To see all the rocsys options, run:

rocsys -help

rocsys: launch must be preceded by --session <name>
e.g. rocsys --session <SESSION_NAME> launch <MPI_COMMAND> <MPI_ARGUMENTS> rocprofv2
<ROCPROFV2_OPTIONS> <APP_EXEC>

where all mpiexec options must come before rocsys
rocsys: start must be preceded by --session <name>
   rocsys --session <name> start
rocsys: stop must be preceded by --session <name>
   rocsys --session <name> stop
rocsys: exit must be preceded by --session <name>
   rocsys --session <name> exit

The following are the session management options used with rocsys in the given order to achieve selective profiling on the rocprofv2 run:

  1. Launch - Creates a session. After launching the application stops until the session is started as shown in step 2.

/opt/rocm/bin/rocsys --session session1 launch rocprofv2 -i ../samples/input.txt <long_running_app>
ROCSYS:: Session ID: 2109
ROCSYS Session Created!
ROCProfilerV2: Collecting the following counters:
- SQ_WAVES
- GRBM_COUNT
- GRBM_GUI_ACTIVE
- SQ_INSTS_VALU
- FETCH_SIZE
Enabling Counter Collection
  1. Start - Starts the halted after launching session on the same or another terminal, and begins dumping kernel profiling information. The start command triggers the halted application to run.

/opt/rocm/bin/rocsys --session session1 start
ROCSYS:: Starting Tools Session...
Dispatch_ID(1), GPU_ID(1), ... // All the metrics of a kernel
Dispatch_ID(2), GPU_ID(1), ... // All the metrics of a kernel
Dispatch_ID(3), GPU_ID(1), ... // All the metrics of a kernel
  1. Stop - Stops the session. The information displayed on the terminal is a result of kernel profiling between the current and the previous rocsys command. Note that this command stops only the profiling session without affecting the application on the run.

/opt/rocm/bin/rocsys --session session1 stop
ROCSYS:: Stopping Tools Session...
Dispatch_ID(22397), GPU_ID(1), ... // All the metrics of a kernel
Dispatch_ID(22398), GPU_ID(1), ... // All the metrics of a kernel
Dispatch_ID(22399), GPU_ID(1), ... // All the metrics of a kernel
  1. Start (to restart) - rocsys allows you to start and stop the session innumerable times once the session is created. This helps in analyzing batches of kernel profiling information.
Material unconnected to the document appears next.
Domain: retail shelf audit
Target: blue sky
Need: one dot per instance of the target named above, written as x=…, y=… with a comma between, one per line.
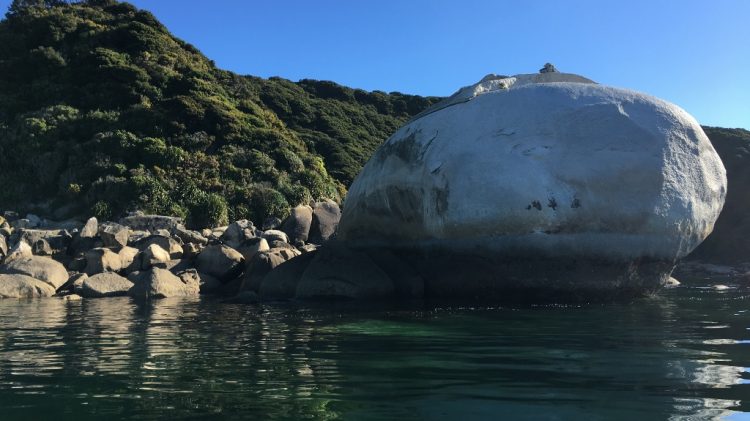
x=695, y=53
/opt/rocm/bin/rocsys --session session1 start
ROCSYS:: Starting Tools Session...
Dispatch_ID(22400), GPU_ID(1), ... // All the metrics of a kernel
Dispatch_ID(22401), GPU_ID(1), ... // All the metrics of a kernel
  1. Exit - Exits the profiling session. Once the session is exited, it cannot be restarted.

/opt/rocm/bin/rocsys --session session1 exit
Dispatch_ID(16828), GPU_ID(1), ... // All the metrics of a kernel
Dispatch_ID(16829), GPU_ID(1), ... // All the metrics of a kernel
ROCSYS:: Exiting Tools Session...Application might still be finishing up..

Note

Exiting the session only stops profiling. The application could continue running to completion in the background. If you don’t want to wait for the application to finish, use CTRL+C to stop the application after exit.